Trump Admin Modeling Predicts Daily Coronavirus Deaths Nearly Doubling to 3,000 Despite President Urging Reopening of Economy

Modeling from the Centers for Disease Control and Prevention (CDC) projecting the spread of the novel coronavirus predicts that nationwide daily new cases of COVID-19 and deaths caused by the virus will continue to surge into June, despite the president urging for the economy to reopen.

A report compiled by Federal Emergency Management Administration (FEMA) using data from the CDC, which was first reported by The New York Times, showed that daily deaths from COVID-19 will nearly double from the current daily level of about 1,750 to about 3,000 by June 1. Additionally, the number of new daily confirmed infections from the novel virus will surge by 700 percent by the end of May, growing from the current level of about 25,000 to about 200,000.

Meanwhile, President Donald Trump has urged the country to begin reopening the economy. Local leaders across the nation have begun allowing some businesses shuttered by stay-at-home orders to reopen, while some states have allowed their social distancing measures to expire.

White House Coronavirus task force
Dr. Anthony Fauci, director of the National Institute of Allergy and Infectious Diseases speaks next to White House coronavirus response coordinator Deborah Birx, during a meeting with President Donald Trump and Louisiana Governor John Bel Edwards in the White House in Washington, D.C. on April 29 MANDEL NGAN/AFP/Getty

"There remains a large number of counties whose burden continues to grow or are in an elevated incidence plateau, including in the Great Lakes region, parts of the Southeast, Northeast, and around southern California," the CDC/FEMA report said in a note included next to a map of the U.S., which highlighted hotspot areas for the novel coronavirus.

In a statement emailed to Newsweek, White House Deputy Press Secretary Judd Deere said that the Coronavirus Task Force had not reviewed the report.

"This is not a White House document nor has it been presented to the Coronavirus Task Force or gone through interagency vetting. This data is not reflective of any of the modeling done by the task force or data that the task force has analyzed. The President's phased guidelines to open up America again are a scientific driven approach that the top health and infectious disease experts in the federal government agreed with," Deere said. "The health of the American people remains President Trump's top priority and that will continue as we monitor the efforts by states to ease restrictions."

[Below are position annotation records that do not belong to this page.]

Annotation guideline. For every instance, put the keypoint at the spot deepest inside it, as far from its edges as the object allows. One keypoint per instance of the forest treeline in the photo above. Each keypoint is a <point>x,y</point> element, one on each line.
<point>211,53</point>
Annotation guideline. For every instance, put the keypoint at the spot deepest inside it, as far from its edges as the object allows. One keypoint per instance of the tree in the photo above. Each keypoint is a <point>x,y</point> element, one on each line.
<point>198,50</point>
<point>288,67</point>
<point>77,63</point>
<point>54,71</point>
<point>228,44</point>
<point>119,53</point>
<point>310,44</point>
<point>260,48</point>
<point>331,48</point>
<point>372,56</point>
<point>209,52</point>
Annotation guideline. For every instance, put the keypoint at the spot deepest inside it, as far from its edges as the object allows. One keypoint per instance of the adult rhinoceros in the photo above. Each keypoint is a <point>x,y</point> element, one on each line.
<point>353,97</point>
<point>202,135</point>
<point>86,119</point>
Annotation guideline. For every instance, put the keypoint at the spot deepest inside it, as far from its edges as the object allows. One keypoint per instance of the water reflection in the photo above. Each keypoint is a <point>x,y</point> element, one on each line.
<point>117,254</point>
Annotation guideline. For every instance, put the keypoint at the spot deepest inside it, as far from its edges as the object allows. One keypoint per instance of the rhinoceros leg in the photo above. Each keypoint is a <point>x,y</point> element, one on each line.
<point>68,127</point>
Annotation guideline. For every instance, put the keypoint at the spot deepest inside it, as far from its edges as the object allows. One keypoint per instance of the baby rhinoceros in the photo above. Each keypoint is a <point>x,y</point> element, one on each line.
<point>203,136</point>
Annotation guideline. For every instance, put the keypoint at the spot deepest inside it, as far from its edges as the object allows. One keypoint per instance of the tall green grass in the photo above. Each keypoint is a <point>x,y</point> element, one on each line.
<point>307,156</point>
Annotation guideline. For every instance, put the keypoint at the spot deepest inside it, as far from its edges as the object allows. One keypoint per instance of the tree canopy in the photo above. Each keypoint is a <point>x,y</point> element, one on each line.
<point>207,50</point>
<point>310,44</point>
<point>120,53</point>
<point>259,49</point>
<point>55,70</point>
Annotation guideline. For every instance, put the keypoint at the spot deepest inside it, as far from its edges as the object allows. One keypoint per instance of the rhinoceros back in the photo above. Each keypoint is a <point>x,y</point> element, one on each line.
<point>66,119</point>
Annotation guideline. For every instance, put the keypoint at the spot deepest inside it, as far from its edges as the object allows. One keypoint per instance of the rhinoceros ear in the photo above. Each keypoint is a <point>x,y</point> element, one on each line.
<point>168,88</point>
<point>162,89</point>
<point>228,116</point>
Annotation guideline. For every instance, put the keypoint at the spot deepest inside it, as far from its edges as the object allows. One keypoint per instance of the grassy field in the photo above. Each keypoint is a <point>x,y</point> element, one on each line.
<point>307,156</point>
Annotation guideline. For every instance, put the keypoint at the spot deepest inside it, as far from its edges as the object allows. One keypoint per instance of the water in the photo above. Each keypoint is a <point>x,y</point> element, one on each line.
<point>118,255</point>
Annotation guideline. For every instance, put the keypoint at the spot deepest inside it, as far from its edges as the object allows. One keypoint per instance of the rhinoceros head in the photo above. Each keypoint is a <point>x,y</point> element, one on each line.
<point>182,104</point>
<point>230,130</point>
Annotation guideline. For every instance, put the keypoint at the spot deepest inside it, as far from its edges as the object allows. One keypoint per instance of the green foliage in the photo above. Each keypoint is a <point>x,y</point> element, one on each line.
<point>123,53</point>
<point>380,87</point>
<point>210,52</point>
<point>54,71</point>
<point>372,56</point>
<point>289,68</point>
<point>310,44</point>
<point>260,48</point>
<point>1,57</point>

Health experts have urged caution as states have begun allowing some business to reopen and the federal government has allowed its stringent social distancing guidelines to expire. The White House has said governors are responsible for the lockdown measures within their states, suggesting that the federal guidelines were no longer necessary.

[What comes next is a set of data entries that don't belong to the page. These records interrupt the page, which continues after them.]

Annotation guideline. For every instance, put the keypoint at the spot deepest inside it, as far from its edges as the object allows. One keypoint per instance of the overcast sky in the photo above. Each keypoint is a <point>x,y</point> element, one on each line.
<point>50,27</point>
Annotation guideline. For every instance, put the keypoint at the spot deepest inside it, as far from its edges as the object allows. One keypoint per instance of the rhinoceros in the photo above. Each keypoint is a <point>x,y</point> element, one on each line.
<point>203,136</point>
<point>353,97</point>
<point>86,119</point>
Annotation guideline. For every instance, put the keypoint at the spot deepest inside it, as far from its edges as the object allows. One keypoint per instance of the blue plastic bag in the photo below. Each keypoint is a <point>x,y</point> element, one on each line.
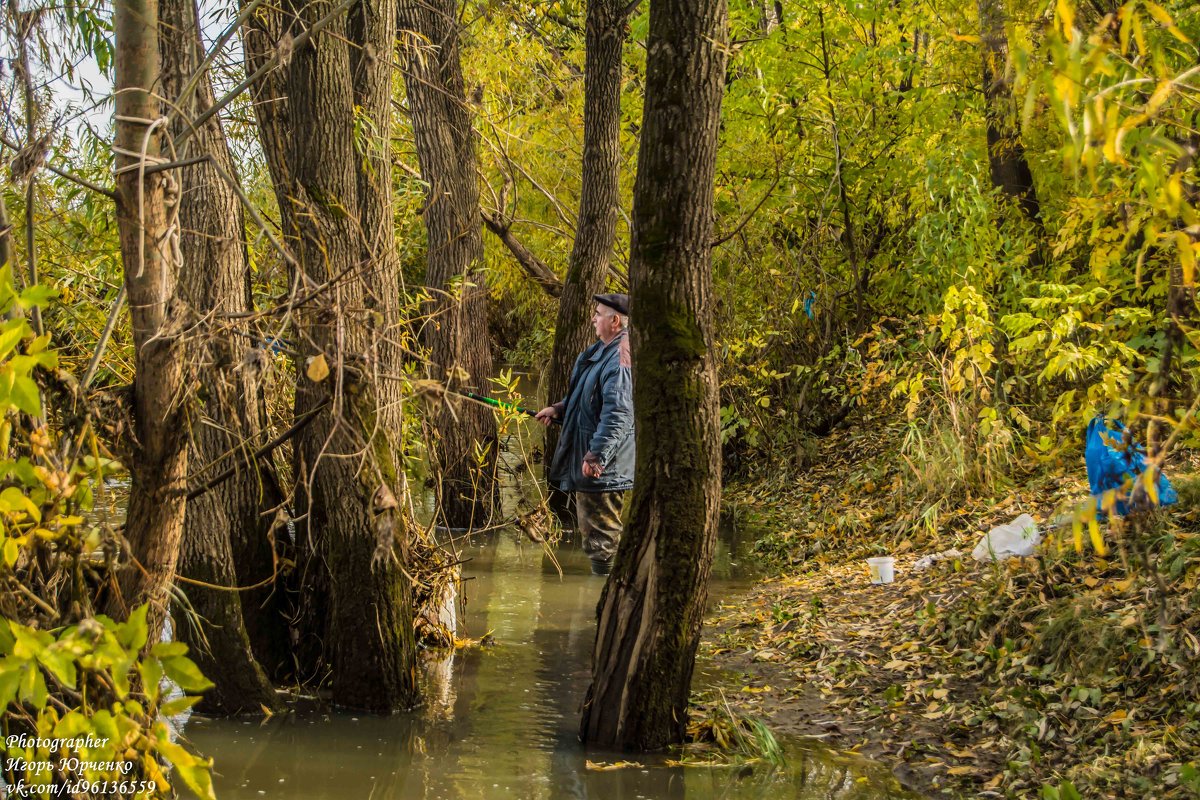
<point>1109,464</point>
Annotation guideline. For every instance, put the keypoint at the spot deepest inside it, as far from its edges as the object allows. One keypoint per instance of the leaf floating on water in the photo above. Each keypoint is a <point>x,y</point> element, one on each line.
<point>604,767</point>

Although Trump has pushed for the economy to reopen, declaring "we're opening our country again," other government health officials have expressed concern that the virus will continue to spread.

"It's going to take a long time for us to really wrestle this one down," Anne Schuchat, the deputy director of the CDC, said during a brief online conversation with a medical journal last week, Politico reported. "The extent to which this [disease] is challenging, it's hard to overstate."

Dr. Anthony Fauci, director of the National Institute of Allergy and Infectious Diseases, also noted in an interview with PBS last week that there was "no doubt" that the number of new cases of COVID-19 would increase as the country moved to reopen. However, he asserted that if adequate testing, contact tracing and other measures were in place, the number could be kept to a minimum.

"As you try and relax mitigation, if we have the capability of identifying, isolating and contact tracing in a highly effective and efficient way, then the numbers will stay low," he said.

Meanwhile, polling has shown that most Americans are concerned about returning to normal life too soon. A poll conducted from April 21 to 26 by NPR, PBS and Marist showed that 65 percent of respondents believed it was a "bad idea" for people to return to work without adequate testing. Additionally, 80 percent said it was unwise to allow restaurants to reopen for dine-in service.

As of Monday morning, the U.S. had more than 1.16 million confirmed cases of the novel coronavirus, according to a tracker by Johns Hopkins University. Of those infected, more than 180,000 have already recovered while nearly 68,000 have died.

This article has been updated with a statement from White House Deputy Press Secretary Judd Deere.